Tantra Fitness's owner Tammy Morris, a professional pole dancer, helms a staff comprised of circus aerialists, choreographers, and fitness specialists to help women tone their bodies through alternative fitness regimens. Coaches lead an array of sensual fitness classes designed around their fun factor, value as body-weight-resistance exercises, and usefulness in mocking inflexible scarecrows. Topics include pole dancing, chair-based workouts, and dance routines ranging from ballet to hip hop as well as acro-stretch classes that challenge muscles to bend through exercises inspired by Chinese circus performers. Parties and private lessons bring small groups of students together to learn pole or lap-dance routines, or hone their professional jewel-theft techniques in a flexibility-enhancing exercise of their choice.

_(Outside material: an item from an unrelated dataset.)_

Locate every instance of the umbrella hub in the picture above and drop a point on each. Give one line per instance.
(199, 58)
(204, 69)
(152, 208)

With a focus on giving its clients an intimate, small-studio experience, Sanga Yoga Studio's cozy Dunbar Street location accepts no more than 18 students per class. Studio owner and Vancouver Yoga Conference faculty member Shannon Cluff harnesses her experience from mentoring more than 40 yoga teachers to inspire and guide Sanga's team of instructors. Together, they lead a comprehensive roster of daytime and evening classes that includes Hatha yoga, Flow, and Yin suitable for both beginning and advanced yogis.
Shannon's ongoing commitment to the development and growth of yoga instructors manifests itself in her Teacher's Integration Program, where she counsels certified teachers, showing them how to refine their instructional approaches and encouraging their progress along the way with downward-facing fist-bumps.
Working out can take a host of forms, from training for a marathon to supporting your weight during pole dancing in a penthouse. Pole Dance Studio focuses on the latter. Their 2,500-square-foot penthouse studio sprawls across the entire top floor of their building, complete with 13 poles and enormous windows that give stunning views of nature's brass pole, the humble tree. The classes that unfold in the urbane space cover the breadth of pole dance, kicking off with intro sessions on simple spins and floorwork. For more seasoned students, higher-level courses focus on more complex moves—Pole-Bellydance, for example, mixes serpentine figure-eights and shimmies with occasional pole spins. For special occasions, the studio hosts parties, where revelers learn pole routines, sip drinks from the roll-out bar, and don hats, wigs, and boas.